According to “Federal Land Ownership: Overview and Data,” published in 2012 by the Congressional Research Service, Nevada tops the list, with 81 percent federal ownership, followed by Utah, Alaska, Idaho, Oregon, California and Wyoming.
Land acquisition, ownership and management practices have changed significantly in U.S. history. “Initially Indian people owned and occupied North America,” said historian Patricia Limerick, director of the Center of the American West at the University of Colorado.
After U.S. independence, the federal government took over new land by treaty (with Indian tribes and European colonial powers), or conquest (of Indian nations, European colonial powers and neighboring countries, such as Mexico).
As states entered the union, they typically ceded ownership of land not already privately owned to the federal government, which then disposed of the land by grant or sale—for instance, to homesteaders or railroads.
In the late 19th century, leaders of the Progressive movement, including Teddy Roosevelt, warned that the U.S. was despoiling its remaining wild areas, and could eventually run out of resources extracted from public lands, such as timber.
Government policy shifted to retaining ownership of most remaining land in the West, for preservation and productive resource management.
Citizens and companies would retain the right to use the land—for a fee.
“A grazing right becomes like another form of property,” Limerick said. “You don’t own the land, but you can pass that grazing right along as a piece of property.
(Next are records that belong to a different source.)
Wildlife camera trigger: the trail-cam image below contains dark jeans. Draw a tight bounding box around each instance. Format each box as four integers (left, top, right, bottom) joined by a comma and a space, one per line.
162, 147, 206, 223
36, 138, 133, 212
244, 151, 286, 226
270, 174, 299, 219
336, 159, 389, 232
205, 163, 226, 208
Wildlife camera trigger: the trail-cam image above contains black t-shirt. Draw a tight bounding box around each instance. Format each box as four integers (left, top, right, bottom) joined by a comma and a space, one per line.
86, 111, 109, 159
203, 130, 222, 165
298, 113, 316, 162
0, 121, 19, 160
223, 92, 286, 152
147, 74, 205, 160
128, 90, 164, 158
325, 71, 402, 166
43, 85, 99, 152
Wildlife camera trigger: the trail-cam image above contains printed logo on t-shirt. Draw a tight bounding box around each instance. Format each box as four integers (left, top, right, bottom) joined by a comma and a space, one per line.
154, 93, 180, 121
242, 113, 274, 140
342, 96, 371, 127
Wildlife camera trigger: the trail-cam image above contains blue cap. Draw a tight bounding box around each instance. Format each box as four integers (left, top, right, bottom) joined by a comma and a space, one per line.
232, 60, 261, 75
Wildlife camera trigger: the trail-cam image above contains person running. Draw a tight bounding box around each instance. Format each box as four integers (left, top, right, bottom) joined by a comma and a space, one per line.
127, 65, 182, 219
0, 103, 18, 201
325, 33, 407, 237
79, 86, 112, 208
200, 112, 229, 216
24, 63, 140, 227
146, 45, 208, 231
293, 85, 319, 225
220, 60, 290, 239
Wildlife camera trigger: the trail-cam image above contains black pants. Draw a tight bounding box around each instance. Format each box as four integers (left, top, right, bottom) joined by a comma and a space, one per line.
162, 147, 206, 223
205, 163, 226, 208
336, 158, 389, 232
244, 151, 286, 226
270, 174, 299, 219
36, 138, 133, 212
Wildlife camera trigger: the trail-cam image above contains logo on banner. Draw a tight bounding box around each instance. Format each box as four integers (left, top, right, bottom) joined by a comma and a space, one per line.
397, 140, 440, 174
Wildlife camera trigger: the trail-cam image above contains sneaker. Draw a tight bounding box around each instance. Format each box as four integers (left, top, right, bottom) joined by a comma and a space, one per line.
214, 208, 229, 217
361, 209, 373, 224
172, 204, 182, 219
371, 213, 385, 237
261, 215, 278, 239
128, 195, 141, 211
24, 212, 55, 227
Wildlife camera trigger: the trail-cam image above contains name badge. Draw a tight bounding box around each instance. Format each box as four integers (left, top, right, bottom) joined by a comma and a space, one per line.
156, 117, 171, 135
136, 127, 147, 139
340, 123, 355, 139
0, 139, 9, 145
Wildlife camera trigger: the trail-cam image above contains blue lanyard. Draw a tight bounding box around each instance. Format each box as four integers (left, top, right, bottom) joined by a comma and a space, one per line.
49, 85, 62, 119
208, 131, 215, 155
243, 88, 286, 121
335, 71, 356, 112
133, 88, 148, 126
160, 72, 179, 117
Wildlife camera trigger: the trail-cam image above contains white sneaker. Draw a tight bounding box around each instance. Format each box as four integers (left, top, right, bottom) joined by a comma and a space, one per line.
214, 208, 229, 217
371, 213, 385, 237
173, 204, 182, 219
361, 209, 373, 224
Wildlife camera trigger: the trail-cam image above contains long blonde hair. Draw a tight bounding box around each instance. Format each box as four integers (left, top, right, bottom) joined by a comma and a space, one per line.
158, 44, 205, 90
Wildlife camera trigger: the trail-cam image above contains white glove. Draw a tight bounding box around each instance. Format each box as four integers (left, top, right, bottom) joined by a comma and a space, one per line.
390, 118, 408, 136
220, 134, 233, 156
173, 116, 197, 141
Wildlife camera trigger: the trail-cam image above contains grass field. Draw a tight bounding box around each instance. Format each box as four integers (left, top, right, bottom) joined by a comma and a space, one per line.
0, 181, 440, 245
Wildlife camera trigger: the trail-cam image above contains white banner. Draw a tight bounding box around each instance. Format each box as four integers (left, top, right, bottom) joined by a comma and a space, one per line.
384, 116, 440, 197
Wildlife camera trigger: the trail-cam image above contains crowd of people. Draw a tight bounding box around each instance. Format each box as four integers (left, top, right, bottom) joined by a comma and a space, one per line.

So at that point, the division between private and public becomes pretty fuzzy.”
The economics of federal land management can be fuzzy as well, said political scientist Daniel McCool, director of environmental and sustainability studies at the University of Utah.
“Grazing rights are still very heavily subsidized,” McCool said. “Ranchers pay a tiny fraction of market value.”
McCool and other critics say current federal land-management policy subsidizes the energy and timber industries as well, by charging below-market rates to exploit resources on public lands.
And McCool said economic studies have shown that shifting from federal to state land ownership in the West would not generate additional revenue to support local government services.
To the contrary, he said, such a change would likely raise costs for local land-users, such as ranchers, because the additional costs of land management would far outstrip new revenue generated for state and local government.